Es cierto que en invierno hay menos luz. Nada se puede comparar a esos días de julio y agosto en los que el cielo está blanco quemado, y la tierra refleja el sol en su máximo esplendor. En verano hay que cerrar un poco los ojos (o ponerse gafas) para no terminar cegados por tanto brillo. Es una luminosidad absoluta, exagerada, carente de detalles.
Pero en estos meses, en los que la noche se alarga más que nunca, la luz es tenue y delicada. Contagia el paisaje de una belleza más humana que el sol de estío. Además, el aire limpio y cristalino del invierno permite que el más leve rayo de luz ilumine los objetos como si les diera vida. Destacando su presencia sobre un fondo de sombras.
En esta estación lo normal es que las nubes aporten sus juegos de claroscuros.
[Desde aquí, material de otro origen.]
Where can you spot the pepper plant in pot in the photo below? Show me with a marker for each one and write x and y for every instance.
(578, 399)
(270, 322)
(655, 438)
Los charcos y arroyos multipliquen como espejos el reflejo del cielo. Y la escarcha y la niebla difuminen a veces las cosas, como si fueran cuadros surgidos de la mano de Leonardo.
Puede que, como dicen los poetas, apreciemos más las cosas cuando las perdemos. Pero lo cierto es que, en esta estación sombría, la luz es realmente la verdadera protagonista en el campo. Disfrutemos de ella.